GIU' DA MONTI

Parla piemontese la fronda centrista

E' del deputato Rabino la prima firma di un documento che chiede un cambio di passo a Monti e strizza l'occhio a Renzi. E c'è chi intravvede la regia del biellese Susta, che però smentisce. Forte rischio implosione: nell'Udc già viaggiano in ordine sparso

E’ quella del deputato cuneese Mariano Rabino la prima firma di un documento che in Scelta Civica ha scatenato un giallo. Una iniziativa secondo molti intrapresa per iniziare a prendere le distanze dal governo Letta e anche dalla stessa formazione montiana, strizzando l’occhio a Matteo Renzi. Si tratterebbe di 16 deputati e 4 senatori, una fronda decisamente significativa che avrebbe indispettito non poco l’ex premier, che, va detto, dopo il turno elettorale si ritrova a capo di una pattuglia di parlamentari difficilmente gestibili, ognuno pronto a rispondere ad altri prima che a lui. Si tratterebbe perché dopo essere insistentemente circolata tra i parlamentari centristi la lettera non ha mai visto la luce.

 

Una missiva con l’invito a “guardare al dibattito nel Pd” e “alle spinte liberali” che stanno prendendo il sopravvento al Nazareno. Un riferimento al sindaco fiorentino fin troppo evidente e che preoccupa gli uomini più vicini a Monti.
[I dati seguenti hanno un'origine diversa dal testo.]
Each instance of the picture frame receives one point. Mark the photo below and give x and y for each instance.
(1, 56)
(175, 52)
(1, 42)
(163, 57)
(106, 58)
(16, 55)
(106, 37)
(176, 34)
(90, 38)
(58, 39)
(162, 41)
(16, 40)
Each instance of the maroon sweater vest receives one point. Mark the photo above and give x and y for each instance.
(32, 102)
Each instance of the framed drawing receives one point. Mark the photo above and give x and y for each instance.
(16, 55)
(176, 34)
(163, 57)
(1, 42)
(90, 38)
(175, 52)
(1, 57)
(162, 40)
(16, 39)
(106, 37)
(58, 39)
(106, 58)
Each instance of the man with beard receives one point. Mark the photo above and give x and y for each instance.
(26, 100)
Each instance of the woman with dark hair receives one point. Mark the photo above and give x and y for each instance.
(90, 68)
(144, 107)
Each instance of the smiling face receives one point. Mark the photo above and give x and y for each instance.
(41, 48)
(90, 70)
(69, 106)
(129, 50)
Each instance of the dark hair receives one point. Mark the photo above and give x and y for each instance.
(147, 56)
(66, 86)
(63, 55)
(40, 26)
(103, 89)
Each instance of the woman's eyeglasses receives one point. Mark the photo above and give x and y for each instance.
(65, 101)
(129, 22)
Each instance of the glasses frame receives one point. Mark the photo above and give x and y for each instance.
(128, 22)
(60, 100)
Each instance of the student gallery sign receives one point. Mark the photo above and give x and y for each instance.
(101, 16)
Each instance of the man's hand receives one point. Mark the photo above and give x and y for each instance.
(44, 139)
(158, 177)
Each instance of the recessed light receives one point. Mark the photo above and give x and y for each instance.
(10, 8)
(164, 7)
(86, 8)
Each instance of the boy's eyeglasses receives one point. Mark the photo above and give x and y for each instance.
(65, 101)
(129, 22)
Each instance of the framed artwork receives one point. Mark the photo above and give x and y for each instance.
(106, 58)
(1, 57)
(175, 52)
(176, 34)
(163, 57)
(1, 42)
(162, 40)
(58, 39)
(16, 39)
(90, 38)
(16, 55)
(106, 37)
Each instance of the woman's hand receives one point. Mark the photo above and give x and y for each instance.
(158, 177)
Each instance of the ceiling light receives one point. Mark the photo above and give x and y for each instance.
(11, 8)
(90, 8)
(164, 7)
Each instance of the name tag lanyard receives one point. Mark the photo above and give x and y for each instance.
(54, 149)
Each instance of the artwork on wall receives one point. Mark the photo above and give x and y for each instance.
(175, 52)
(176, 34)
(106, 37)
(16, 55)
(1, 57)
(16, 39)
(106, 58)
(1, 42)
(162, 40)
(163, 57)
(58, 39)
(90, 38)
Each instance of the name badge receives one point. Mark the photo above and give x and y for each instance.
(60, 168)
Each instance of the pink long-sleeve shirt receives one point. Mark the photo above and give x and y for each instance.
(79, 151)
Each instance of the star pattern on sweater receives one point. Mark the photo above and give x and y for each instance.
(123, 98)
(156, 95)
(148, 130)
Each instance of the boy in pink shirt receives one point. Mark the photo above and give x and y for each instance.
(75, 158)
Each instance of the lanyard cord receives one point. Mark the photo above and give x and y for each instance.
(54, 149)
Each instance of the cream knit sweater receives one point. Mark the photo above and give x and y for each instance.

Secondo alcuni dietro ci sarebbe la manona del capogruppo a Palazzo Madama Gianluca Susta, biellese, già eurodeputato sotto le insegne del Pd, che con Rabino ha un rapporto strettissimo, sin dai tempi dell’addio simultaneo al Partito democratico per sposare il verbo della nascitura Italia Futura, il think tank di Luca Cordero di Montezemolo. Interpellato dallo Spiffero Susta smentisce categoricamente qualunque coinvolgimento: «Scelta Civica è un partito impegnato per superare questo bipolarismo e sarebbe una forzatura leggere quel documento, che peraltro io non ho mai firmato, in chiave pro Renzi», eppure è lui stesso ad ammettere qualche «fermento» all’interno della formazione centrista. «Siamo un partito plurale – prosegue – che ovviamente segue con interesse il dibattito interno agli altri partiti e le posizioni liberaldemocratiche presenti in entrambi gli schieramenti, di qui a dire che Sc si spacca per andare da una parte o dall’altra sarebbe una forzatura».

 

Il documento era stato predisposto per l’assemblea di sabato scorso, dove peraltro non è mai approdato, sembra, per un provvidenziale intervento di Mario Monti e del coordinatore nazionaleAndrea Olivero, anche lui piemontese. Intanto, però, i distinguo da isolati stanno diventando via via sempre più significativi e “organizzati”. Gli ex Udc viaggiano ormai per conto proprio come dimostrano anche i rapporti sempre più frequenti tra il vicepresidente del Csm Michele Vietti, un tempo uomo forte di Pier Ferdinando Casini in Piemonte e il sindaco fiorentino. Insomma, la situazione è quanto mai fluida e il mancato decollo del progetto montiano all’indomani delle elezioni è il segnale tangibile di come in pochi credano davvero nella possibilità di un Centro autonomo nel panorama politico che si sta delineando.